With Xpedition, Nokia’s electronics engineering teams could better leverage concurrent engineering and the reuse of existing designs in new products through optimized component management. Xpedition also helped improve process automation and the accuracy and speed of design verification.

Implementing Xpedition was the right choice for us,” said Markus Välkky, Squad Group Lead, PCB Technology at Nokia. “Using Xpedition, we were able to successfully shorten design time while maintaining uncompromised quality.”

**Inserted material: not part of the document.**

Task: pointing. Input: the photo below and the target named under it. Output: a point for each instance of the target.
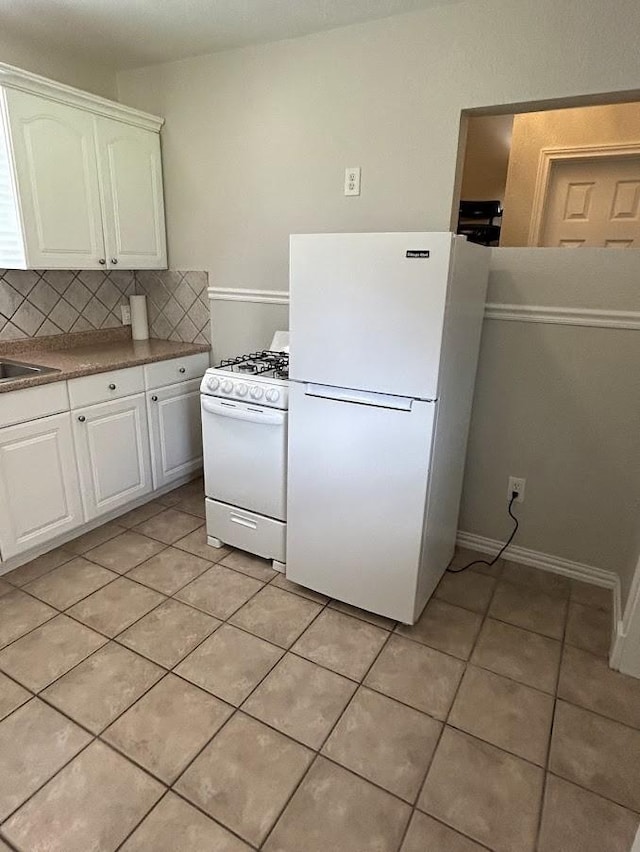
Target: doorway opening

Markus Välkky, Squad Group Lead, PCB

The benefits of physical design reuse

The reuse of circuit board physical designs has not been very widely utilized in the industry; however, it is now gaining popularity because it enables design teams to realize significant time savings and lower development costs. At Nokia, product quality and time-to-market are imperative to success.

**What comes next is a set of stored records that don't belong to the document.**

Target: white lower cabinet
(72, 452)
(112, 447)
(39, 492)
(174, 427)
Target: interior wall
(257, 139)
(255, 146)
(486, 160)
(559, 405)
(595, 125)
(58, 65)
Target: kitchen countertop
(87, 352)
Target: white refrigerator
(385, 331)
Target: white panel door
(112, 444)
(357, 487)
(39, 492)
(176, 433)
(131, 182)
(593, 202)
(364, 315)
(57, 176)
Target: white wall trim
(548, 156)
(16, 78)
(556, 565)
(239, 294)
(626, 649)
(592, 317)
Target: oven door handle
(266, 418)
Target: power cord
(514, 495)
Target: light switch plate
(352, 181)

“Quality is first for us, then time-to-market and cost,” said Ari Oinas, Technical Leader, PCB Design at Nokia.

The advantages of Nokia’s Xpedition reuse flow are particularly relevant to board simulations. Naturally, everything must be simulated on the board to ensure operability, including the reused physical design, the schematic, and the physical layout. However, as Nokia builds very complex, high density boards, simulating an entire design is almost impossible. This is exacerbated by the variety of on-board technologies and the different effects that must be simulated, including RF, EMC, EMI, and thermal.

“If we take the antenna array case, you create the first draft of this small block,” said Oinas. "Then you send it over multiple times to simulation and get changes back. There are frequent changes to that single block instance. There is also a lot of routing between blocks, which makes the process time-consuming.”

The breakthrough came when Nokia adopted Xpedition and its extended support of physical design reuse. Now, once the engineering team verifies a block instance, they can reuse it as known-good physical IP that they do not have to simulate again. This saves a significant amount of time and effort because when a change to a block is required, the entire block does not have to be recreated, only the single affected instance is replaced. Overall simulation time is reduced because they can reuse this pre-verified physical IP.

With the Xpedition reuse flow, once an instance is completed and verified, its fidelity is maintained as a single source of truth. Xpedition ensures that a finished piece of reusable physical IP is locked and cannot be changed. Every member of the team — regardless of domain or discipline — is confident that they can rely on the specific reusable blocks. Engineers can simply place those proven instances where they want them and know they will work. They can also move instances later, if needed, without introducing errors.

Management of physical components clearly benefitted from this new approach. Before adopting Xpedition, it took more time to trace back errors and alterations in the design or implementation, especially when multiple layout designers were working on the same board.

“Before transitioning to the physical reuse approach, design alterations and repetitive tasks increased the possibility of error,” said Oinas. “This led to processes that were not optimal.”

Ari Oinas, Technical Leader, PCB Design

A faster path to market-leading, high-quality 5G designs

Although the size of a particular circuit and the degree to which it uses previously implemented schematics determine how much time can be saved during the design process, in general, Xpedition helped Nokia achieve its target in improving design productivity.

“Siemens provided great collaboration,” said Oinas. “This was a pretty significant productivity impact as our development cycle was shortened using Xpedition. At the same time, we were able to have consistent quality in each channel. Given the complexity of our board designs, we are very pleased with the results.”

Due to this success, Nokia plans to deploy the Xpedition-based reuse methodology across other advanced designs. Already, Xpedition, is part of the Siemens Xcelerator business platform, is helping Nokia realize tomorrow’s 5G designs today.

Siemens provided great collaboration.
Ari Oinas, Technical Leader, PCB Design
Nokia
Given the complexity of our board designs, we are very pleased with the results.